Mathieu Capcarrère

Consultant
1. Qu’est-ce qui t’a poussé-e à t’engager au Parti socialiste?
Convaincu que la répartition des richesses n’est que très partiellement due au mérite personnel et que la redistribution de celle-ci ne constitue pas un acte de charité mais bien plutôt une nécessité absolue à toute société démocratique;
convaincu que l’égalité homme-femme n’est pas qu’une bataille utile au développement économique mais bien plutôt un avancement de la société humaine au même titre que l’égalité des droits entre les Hommes;
convaincu enfin que les valeurs écologistes ne sont pas qu’un vernis vert à appliquer à une économie ultra-libérale mais bien plutôt un développement différent où la consommation n’est pas un but en soi,
j’ai choisi, un lundi matin de déprime post-votation, il y a un peu plus de 4 ans, de mouiller la chemise, d’aller au-delà du vote et de contribuer dans les actes et dans les textes à la défense des valeurs fondamentalement à gauche par l’adhésion au Parti socialiste.
2. Si tu es élu-e, dans quel domaine ou pour quel projet souhaiterais-tu t’engager en priorité?
Les limites de l’autonomie politique au niveau communal sont grandes mais permettent déjà de réaliser beaucoup de choses. Si je suis élu, je travaillerai avec le groupe socialiste, et au delà avec toutes les forces progressistes afin de défendre plus spécifiquement les deux mesures suivantes:
- l’offre d’une place en garderie pour tous les enfants qui en ont besoin, avec des tarifs aussi bas que possibles. J’ai le sentiment que nous sommes arrivés à Lausanne à un niveau de besoin qui justifie son financement collectif, au même titre que l’école ou la sécurité.
- le développement de l’habitat mixte: je crois beaucoup aux vertus de la non-ségrégation. La ville de Lausanne n’a pas réussi à l’éviter totalement mais en tant que propriétaire foncier, et par le biais de l’aménagement, la Ville développe et doit continuer à développer de l’habitat mixte dans TOUS les quartiers, abordable pour les plus pauvres mais aussi pour les classes moyennes, adaptée aux besoins des étudiants mais aussi des personnes âgées, adaptée aux familles mais aussi aux personnes seules.

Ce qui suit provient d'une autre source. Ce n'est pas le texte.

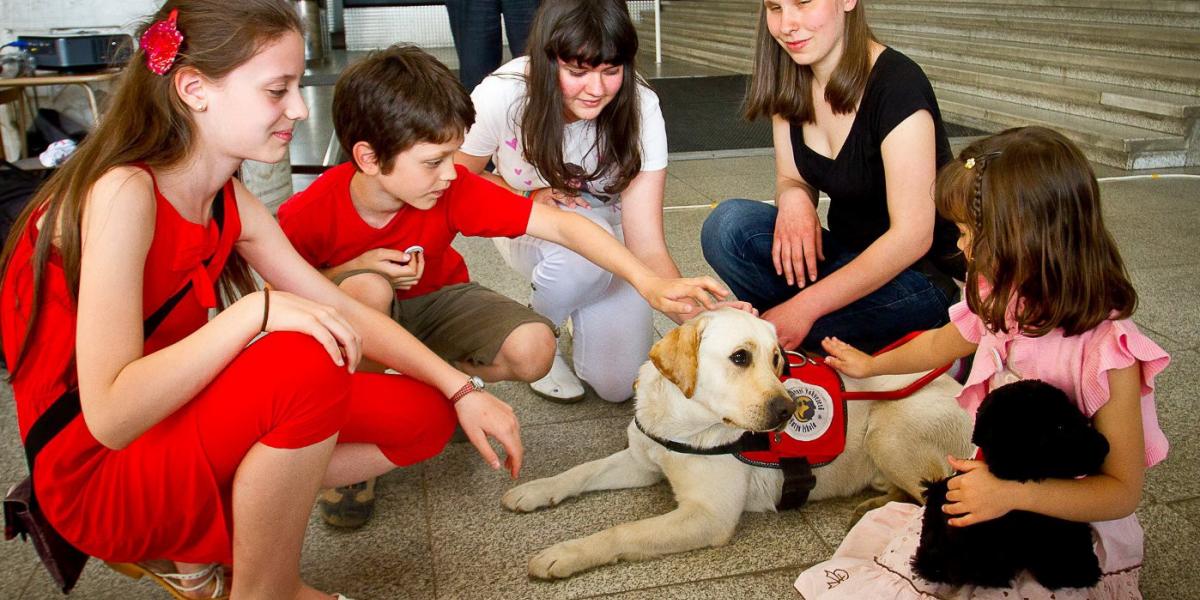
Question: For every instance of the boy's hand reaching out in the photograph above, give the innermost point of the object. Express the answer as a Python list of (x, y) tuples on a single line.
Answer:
[(402, 269)]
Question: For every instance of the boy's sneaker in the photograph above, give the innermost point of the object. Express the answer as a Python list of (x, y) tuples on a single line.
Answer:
[(559, 385), (348, 507)]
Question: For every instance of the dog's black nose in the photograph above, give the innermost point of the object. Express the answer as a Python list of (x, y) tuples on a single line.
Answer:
[(781, 408)]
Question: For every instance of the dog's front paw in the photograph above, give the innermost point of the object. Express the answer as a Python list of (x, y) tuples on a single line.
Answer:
[(561, 561), (532, 496)]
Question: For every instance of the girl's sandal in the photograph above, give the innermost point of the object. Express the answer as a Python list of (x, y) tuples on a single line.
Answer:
[(177, 583)]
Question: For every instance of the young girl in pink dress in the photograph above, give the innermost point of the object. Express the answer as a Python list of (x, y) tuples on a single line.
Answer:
[(1047, 298)]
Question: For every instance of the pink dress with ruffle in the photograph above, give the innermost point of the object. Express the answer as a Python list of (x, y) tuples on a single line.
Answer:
[(873, 559)]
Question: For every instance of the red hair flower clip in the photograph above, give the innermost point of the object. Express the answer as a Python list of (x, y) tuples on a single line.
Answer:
[(161, 43)]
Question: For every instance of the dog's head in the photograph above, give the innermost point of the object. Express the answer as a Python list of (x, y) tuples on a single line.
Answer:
[(730, 363), (1031, 431)]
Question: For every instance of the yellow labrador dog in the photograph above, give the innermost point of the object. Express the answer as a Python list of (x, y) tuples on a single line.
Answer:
[(706, 384)]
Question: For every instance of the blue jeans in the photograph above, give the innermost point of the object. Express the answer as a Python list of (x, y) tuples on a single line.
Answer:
[(475, 27), (737, 238)]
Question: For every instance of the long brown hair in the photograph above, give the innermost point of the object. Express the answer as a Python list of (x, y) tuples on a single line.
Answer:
[(1031, 203), (589, 33), (778, 85), (148, 124)]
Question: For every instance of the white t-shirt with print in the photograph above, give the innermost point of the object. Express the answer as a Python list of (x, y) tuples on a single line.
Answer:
[(497, 131)]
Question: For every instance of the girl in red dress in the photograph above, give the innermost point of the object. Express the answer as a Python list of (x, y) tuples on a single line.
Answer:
[(195, 450)]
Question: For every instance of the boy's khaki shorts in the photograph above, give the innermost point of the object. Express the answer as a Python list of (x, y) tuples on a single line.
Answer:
[(461, 323)]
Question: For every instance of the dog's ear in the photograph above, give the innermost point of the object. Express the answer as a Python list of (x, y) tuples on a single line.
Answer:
[(677, 355)]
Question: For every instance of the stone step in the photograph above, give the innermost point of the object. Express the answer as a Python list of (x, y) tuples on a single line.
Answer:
[(1116, 145), (1157, 41), (1132, 13), (1155, 73), (1168, 113)]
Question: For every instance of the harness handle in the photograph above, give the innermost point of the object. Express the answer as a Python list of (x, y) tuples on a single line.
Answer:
[(907, 390)]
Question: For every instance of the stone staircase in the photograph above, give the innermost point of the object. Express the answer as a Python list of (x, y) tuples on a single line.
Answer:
[(1121, 79)]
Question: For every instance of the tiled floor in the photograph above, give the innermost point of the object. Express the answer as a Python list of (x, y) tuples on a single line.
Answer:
[(441, 531)]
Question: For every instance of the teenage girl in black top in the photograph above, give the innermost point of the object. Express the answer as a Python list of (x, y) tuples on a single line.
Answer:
[(858, 121)]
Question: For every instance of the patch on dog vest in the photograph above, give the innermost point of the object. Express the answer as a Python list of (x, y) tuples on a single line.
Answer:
[(817, 430), (814, 411)]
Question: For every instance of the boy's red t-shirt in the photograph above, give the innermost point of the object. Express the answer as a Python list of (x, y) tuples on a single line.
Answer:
[(327, 231)]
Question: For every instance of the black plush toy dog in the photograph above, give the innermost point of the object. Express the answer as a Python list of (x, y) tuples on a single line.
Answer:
[(1029, 431)]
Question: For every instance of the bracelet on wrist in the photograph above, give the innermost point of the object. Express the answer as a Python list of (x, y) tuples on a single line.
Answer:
[(267, 309)]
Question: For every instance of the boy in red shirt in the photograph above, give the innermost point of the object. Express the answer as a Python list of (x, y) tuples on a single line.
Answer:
[(381, 227)]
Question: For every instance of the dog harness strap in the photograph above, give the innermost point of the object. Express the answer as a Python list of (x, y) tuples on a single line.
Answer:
[(798, 481), (748, 442)]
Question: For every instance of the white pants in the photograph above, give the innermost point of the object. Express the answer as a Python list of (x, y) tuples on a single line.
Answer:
[(612, 323)]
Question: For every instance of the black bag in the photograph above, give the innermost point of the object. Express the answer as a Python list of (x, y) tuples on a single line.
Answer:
[(22, 516), (17, 187)]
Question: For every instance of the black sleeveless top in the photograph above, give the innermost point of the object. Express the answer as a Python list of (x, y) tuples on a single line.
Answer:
[(858, 203)]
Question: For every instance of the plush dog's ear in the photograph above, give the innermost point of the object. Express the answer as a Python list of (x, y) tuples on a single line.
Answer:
[(677, 355)]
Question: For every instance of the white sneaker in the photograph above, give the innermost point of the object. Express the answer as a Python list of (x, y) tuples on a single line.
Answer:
[(559, 385)]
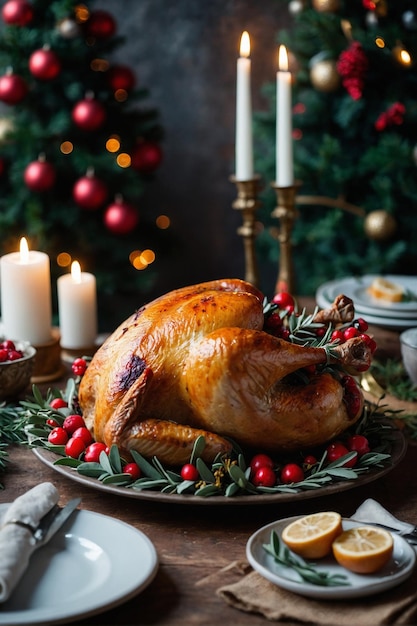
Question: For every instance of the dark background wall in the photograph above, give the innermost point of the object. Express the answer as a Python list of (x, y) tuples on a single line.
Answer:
[(185, 52)]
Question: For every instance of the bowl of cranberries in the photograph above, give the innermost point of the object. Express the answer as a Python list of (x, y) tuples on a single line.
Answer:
[(17, 360)]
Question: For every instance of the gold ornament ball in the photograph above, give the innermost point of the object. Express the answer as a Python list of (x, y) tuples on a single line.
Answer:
[(326, 6), (324, 76), (380, 225)]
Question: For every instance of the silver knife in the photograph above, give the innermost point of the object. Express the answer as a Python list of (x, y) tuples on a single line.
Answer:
[(53, 520), (410, 536)]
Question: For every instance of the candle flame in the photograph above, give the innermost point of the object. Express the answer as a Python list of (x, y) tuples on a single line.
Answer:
[(245, 44), (24, 250), (76, 272), (283, 59)]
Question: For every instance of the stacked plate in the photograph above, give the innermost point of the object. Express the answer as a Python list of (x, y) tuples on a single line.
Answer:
[(395, 315)]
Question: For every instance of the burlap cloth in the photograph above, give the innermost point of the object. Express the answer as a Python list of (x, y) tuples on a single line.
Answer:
[(246, 590)]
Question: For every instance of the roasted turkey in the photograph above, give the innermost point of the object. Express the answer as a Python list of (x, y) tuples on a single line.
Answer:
[(197, 361)]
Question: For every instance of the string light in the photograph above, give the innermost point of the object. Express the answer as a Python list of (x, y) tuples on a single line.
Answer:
[(82, 13), (401, 55), (66, 147), (141, 259), (113, 144), (163, 222), (123, 159), (63, 259)]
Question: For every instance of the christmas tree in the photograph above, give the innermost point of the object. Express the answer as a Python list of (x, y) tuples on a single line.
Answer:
[(354, 66), (77, 145)]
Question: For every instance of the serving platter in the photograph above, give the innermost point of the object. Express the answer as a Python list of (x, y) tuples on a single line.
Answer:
[(399, 315), (85, 569), (398, 569), (398, 449)]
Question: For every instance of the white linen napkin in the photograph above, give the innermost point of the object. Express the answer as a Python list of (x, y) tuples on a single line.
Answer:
[(371, 511), (17, 542)]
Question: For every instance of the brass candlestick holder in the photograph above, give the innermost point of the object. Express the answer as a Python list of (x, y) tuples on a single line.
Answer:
[(286, 214), (247, 202)]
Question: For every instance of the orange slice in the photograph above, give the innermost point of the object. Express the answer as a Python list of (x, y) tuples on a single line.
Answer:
[(384, 289), (312, 536), (364, 549)]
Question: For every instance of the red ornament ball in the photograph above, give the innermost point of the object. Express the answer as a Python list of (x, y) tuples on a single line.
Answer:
[(121, 218), (13, 89), (39, 176), (101, 25), (89, 114), (17, 13), (44, 64), (146, 156), (121, 77), (90, 192)]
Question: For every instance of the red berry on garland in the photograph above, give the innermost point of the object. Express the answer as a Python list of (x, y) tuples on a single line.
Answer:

3. Comment vois-tu Lausanne dans vingt ans?
Désolé de vous décevoir, mais Lausanne dans 20 ans ne sera pas fondamentalement différente d’aujourd’hui. Cependant, grâce au vote de chacun et de chacune, nous pourrons poursuivre les développements importants survenus dans les 20 dernières années, et avoir une ville plus forte culturellement, avec un réseau de transports publics meilleur qu’aujourd’hui, un réseau de garderie et d’accueil parascolaire efficace et complet, un habitat accessible et avec moins de nuisance (moins de circulation dans la rue ou une meilleure isolation par exemple), bref une ville plus agréable et facilitant la vie de chacun, indépendamment de ses revenus, de sa nationalité ou de son age.
4. Quel est le lieu que tu préfères à Lausanne? Pourquoi?
j’ai toujours refusé les classements, cet appauvrissement terrible qui élimine d’un chiffre toute la complexité du monde.
Alors, bien sûr, il y a des endroits que j’aime à Lausanne, de la marche de la tour de Sauvabelin dédiée au bien commun, au petit banc anachronique du bout du chemin du Languedoc, de la forêt autour du chalet des enfants à la ruelle du Rôtillon, mais vouloir en choisir un, c’est renoncer à tous les autres. Quel dommage, quelle perte… inutile, puisque tous sont publics et nous sont disponibles quand nous en avons besoin!
5. Quand tu as du temps libre, que fais-tu?
Comme beaucoup de pères ou mères de famille, travaillant, et qui en plus s’octroie le luxe d’avoir une engagement politique et de poursuivre des études, le temps libre est une notion floue, souvent remplie d’une certaine culpabilité de ne pas faire « ce que je devrais faire »… Mais je profiterai ce cette question pour faire part de quelques moments de détente:
- Il y a au chemin de la Grangette, à 8 min. à pied du métro, des moutons et des chèvres qui ont fait le bonheur de mon petit bout de 4 ans.
- Le nom des gens, au cinéma, vous fera passer 1h30 de vie un peu plus heureuses que la moyenne.
- L’usine de Vincent de Raeve, un petit rappel intéressant, de la réalité au XXeme siècle.